As minhas corridas na estrada

segunda-feira, 3 de agosto de 2015

VII Trail Nocturno da Lagoa de Óbidos (58km)

O Trail Nocturno da Lagoa de Óbidos é especial, ponto. Bastaram-me duas participações para perceber isso. Não é a mais longa ou a mais difícil, não é a que tem mais trilhos técnicos ou paisagens de cortar a respiração. Tem muitos estradões e, hajam pernas, até pode ser feita praticamente toda a correr! Então porque é que uma corrida que parece não ter nada a favor é tão especial?

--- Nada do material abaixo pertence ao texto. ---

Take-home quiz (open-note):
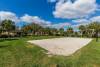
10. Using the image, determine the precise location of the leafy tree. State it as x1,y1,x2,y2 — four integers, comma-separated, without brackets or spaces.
1,20,16,37
22,23,43,36
87,22,100,41
1,20,15,31
22,24,33,35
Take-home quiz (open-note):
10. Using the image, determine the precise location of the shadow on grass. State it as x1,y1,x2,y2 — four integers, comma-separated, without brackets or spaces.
0,38,19,42
0,45,10,48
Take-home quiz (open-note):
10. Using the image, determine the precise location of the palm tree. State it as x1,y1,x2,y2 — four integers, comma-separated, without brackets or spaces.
59,28,64,36
0,26,2,37
51,28,58,36
67,27,74,37
79,25,86,37
42,27,51,35
31,23,43,35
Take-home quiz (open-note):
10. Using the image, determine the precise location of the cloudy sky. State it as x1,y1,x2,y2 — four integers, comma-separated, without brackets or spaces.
0,0,100,29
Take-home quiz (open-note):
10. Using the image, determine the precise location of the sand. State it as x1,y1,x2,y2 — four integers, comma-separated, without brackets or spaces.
28,37,92,56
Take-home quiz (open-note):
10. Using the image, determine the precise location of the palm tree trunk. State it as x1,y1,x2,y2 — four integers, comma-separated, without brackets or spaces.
95,31,98,42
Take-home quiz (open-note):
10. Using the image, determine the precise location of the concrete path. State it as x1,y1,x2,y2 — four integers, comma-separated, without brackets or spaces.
28,37,92,56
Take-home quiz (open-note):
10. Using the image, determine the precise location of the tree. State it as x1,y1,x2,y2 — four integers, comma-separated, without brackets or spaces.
22,24,33,35
1,20,15,31
79,25,86,37
67,27,74,37
1,20,16,37
59,28,64,36
0,26,2,37
43,27,51,35
51,28,58,36
31,23,43,35
22,23,43,36
87,22,100,41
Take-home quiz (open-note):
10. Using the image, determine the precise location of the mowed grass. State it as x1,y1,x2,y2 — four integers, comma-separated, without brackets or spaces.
0,36,100,67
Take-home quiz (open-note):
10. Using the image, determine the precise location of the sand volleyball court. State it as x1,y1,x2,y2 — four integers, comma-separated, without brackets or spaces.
28,37,92,56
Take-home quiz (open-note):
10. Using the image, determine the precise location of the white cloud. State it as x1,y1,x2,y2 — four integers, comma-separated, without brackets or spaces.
20,14,51,27
0,11,19,23
90,16,100,22
72,19,89,23
72,16,100,24
20,14,38,23
72,22,89,27
48,0,57,2
20,14,72,29
51,22,71,29
0,11,72,29
20,14,72,28
0,11,52,27
71,16,100,29
53,0,98,19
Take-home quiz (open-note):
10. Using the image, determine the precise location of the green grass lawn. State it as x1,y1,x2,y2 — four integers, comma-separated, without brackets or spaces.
0,36,100,67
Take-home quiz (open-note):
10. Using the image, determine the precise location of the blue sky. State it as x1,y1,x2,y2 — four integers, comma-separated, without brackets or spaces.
0,0,69,22
0,0,100,29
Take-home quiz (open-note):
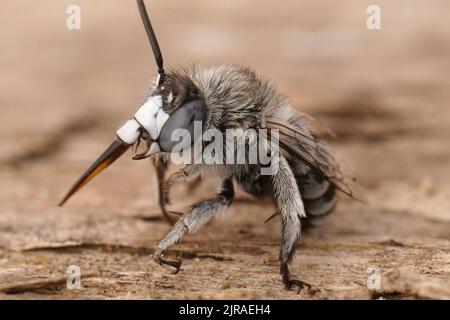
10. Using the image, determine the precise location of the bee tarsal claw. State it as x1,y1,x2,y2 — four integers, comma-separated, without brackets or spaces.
155,256,182,274
284,279,312,294
154,249,182,274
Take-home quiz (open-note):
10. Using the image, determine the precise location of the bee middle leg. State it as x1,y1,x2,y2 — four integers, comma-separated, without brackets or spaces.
154,177,234,273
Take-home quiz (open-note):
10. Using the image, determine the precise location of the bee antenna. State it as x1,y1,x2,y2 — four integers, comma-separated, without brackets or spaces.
137,0,165,85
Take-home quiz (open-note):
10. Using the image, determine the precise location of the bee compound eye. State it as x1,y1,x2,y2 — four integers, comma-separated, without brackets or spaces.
158,99,206,152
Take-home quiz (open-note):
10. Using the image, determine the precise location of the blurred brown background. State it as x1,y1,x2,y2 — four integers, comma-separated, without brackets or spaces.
0,0,449,299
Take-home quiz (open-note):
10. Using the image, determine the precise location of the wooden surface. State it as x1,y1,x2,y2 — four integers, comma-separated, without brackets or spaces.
0,0,449,299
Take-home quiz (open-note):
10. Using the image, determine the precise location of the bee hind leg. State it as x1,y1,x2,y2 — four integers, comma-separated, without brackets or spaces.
272,156,314,293
280,262,312,293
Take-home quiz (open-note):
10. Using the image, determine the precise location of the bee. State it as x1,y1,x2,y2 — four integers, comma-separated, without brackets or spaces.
59,0,353,292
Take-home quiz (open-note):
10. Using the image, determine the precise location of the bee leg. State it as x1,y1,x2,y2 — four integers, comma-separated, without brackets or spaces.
272,156,312,293
161,164,202,205
154,177,234,273
151,157,175,224
165,164,202,186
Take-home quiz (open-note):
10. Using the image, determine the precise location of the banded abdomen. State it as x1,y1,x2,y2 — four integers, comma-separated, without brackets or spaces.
295,168,337,228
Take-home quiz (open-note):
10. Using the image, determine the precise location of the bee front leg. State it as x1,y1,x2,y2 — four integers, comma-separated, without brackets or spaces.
151,156,174,224
272,156,312,293
154,177,234,273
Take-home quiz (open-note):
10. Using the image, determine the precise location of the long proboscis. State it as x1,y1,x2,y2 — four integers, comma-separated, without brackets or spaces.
58,140,130,206
137,0,165,79
59,2,165,206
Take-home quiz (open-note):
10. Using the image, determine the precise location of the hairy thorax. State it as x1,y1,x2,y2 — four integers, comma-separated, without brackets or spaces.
163,65,289,131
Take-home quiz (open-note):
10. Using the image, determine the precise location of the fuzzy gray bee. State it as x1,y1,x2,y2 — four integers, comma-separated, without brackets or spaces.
59,0,353,292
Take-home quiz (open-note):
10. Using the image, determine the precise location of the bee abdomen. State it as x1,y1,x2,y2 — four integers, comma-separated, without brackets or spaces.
303,184,336,216
297,170,330,200
297,171,337,228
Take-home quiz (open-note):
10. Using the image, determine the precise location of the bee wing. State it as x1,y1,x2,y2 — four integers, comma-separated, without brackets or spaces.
266,117,355,199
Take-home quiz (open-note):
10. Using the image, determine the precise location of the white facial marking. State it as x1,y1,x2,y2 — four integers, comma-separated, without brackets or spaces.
116,95,170,149
116,119,140,145
134,95,162,139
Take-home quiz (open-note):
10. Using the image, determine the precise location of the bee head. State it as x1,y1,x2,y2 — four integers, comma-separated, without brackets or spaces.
59,0,206,206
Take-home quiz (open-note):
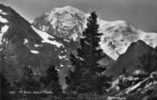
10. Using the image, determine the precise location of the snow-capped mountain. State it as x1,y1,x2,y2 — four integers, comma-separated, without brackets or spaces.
0,4,71,86
33,6,87,41
33,6,157,60
99,20,157,60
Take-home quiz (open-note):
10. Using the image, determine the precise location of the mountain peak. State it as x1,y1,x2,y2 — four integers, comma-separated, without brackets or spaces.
125,40,153,55
129,40,150,48
105,40,154,77
33,5,87,41
51,5,84,14
0,4,42,45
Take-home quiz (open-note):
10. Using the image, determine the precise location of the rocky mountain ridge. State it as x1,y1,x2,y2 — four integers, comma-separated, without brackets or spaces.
0,4,71,87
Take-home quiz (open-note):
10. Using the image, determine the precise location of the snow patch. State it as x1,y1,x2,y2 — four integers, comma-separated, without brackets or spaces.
29,20,34,24
30,50,40,54
42,40,64,48
133,70,146,76
34,44,42,48
63,39,70,43
60,64,64,67
31,26,64,48
139,32,157,48
32,25,54,39
0,16,8,23
23,38,28,45
1,25,9,33
0,25,9,44
58,55,67,60
70,32,79,41
0,9,7,15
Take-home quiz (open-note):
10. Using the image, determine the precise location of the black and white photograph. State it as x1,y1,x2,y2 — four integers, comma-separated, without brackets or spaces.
0,0,157,100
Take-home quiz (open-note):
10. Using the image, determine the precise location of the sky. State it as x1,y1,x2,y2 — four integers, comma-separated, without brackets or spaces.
1,0,157,32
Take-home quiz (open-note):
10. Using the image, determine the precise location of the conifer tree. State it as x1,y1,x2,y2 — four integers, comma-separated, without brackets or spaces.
140,48,157,73
66,12,107,94
1,73,12,100
20,66,40,91
40,65,62,95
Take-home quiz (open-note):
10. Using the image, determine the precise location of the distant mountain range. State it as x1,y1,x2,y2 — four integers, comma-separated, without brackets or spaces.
0,4,157,91
33,5,157,60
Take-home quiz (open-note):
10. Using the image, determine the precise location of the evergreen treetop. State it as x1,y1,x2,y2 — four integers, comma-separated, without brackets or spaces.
66,12,108,95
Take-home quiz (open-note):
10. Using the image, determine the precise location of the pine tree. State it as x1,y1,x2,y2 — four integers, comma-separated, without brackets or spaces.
20,66,40,91
40,65,62,95
1,73,12,100
66,12,107,94
140,48,157,73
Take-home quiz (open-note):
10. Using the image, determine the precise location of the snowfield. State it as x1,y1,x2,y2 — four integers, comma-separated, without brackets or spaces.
32,26,64,48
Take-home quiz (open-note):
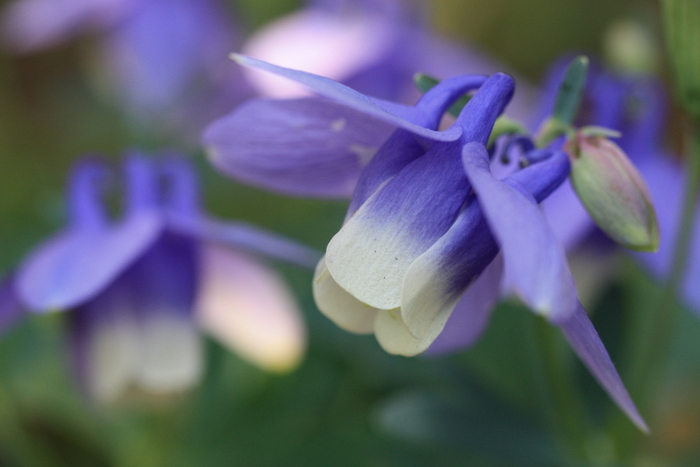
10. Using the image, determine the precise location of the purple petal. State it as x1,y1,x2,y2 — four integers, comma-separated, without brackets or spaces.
424,257,503,355
128,232,199,318
16,157,163,311
239,5,402,99
347,74,489,212
232,54,464,142
17,214,162,311
462,142,576,321
345,129,427,216
558,302,648,432
160,155,201,218
541,181,596,250
0,274,24,334
1,0,137,52
399,197,498,339
400,150,569,340
204,97,394,198
124,232,204,393
101,0,236,114
619,78,668,162
169,216,322,269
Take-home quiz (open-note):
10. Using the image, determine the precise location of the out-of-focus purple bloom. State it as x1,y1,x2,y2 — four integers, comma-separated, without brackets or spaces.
203,57,647,431
1,0,249,131
240,0,533,108
1,153,318,403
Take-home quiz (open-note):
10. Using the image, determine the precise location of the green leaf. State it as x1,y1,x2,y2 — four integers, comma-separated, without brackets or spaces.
553,56,589,125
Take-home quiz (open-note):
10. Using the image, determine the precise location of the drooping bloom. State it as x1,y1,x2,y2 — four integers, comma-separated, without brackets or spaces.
203,57,647,431
0,152,318,403
1,0,249,133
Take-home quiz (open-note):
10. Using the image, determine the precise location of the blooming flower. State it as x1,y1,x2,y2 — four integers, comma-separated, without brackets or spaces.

Antes de mais, é especial porque Óbidos é uma vila especial. Começa por o ser quando ainda vamos na auto-estrada e vemos as muralhas que envolvem um sem fim de ruas estreitas e desorganizadas dispostas numa encosta, como se o projecto de urbanismo se baseasse num rabisco de uma criança. Lá dentro, milhares de pessoas literalmente vestidas a rigor alinhavam no ultimo dia da Feira Medieval que se realiza anualmente. Escudeiros com espadas de madeira, videntes, bruxas, bobos de corte  e guerreiros com focos de 200 lumens na cabeça vestidos com t-shirts fluorescentes misturavam-se todos criando um espectáculo esquizofrénico. Comigo viajou um portentoso contingente de 6 cavaleiros e 2 damas, da corte almeirinense, distribuídos pelas 3 distancias da batalha nocturna de Óbidos (55, 25 e 10km). Eram 20 horas quando acabámos de nos equipar no sobrelotado parque de terra fora das muralhas e nos dirigimos para o Jogo da Bola, local de chegada e de concentração para a partida.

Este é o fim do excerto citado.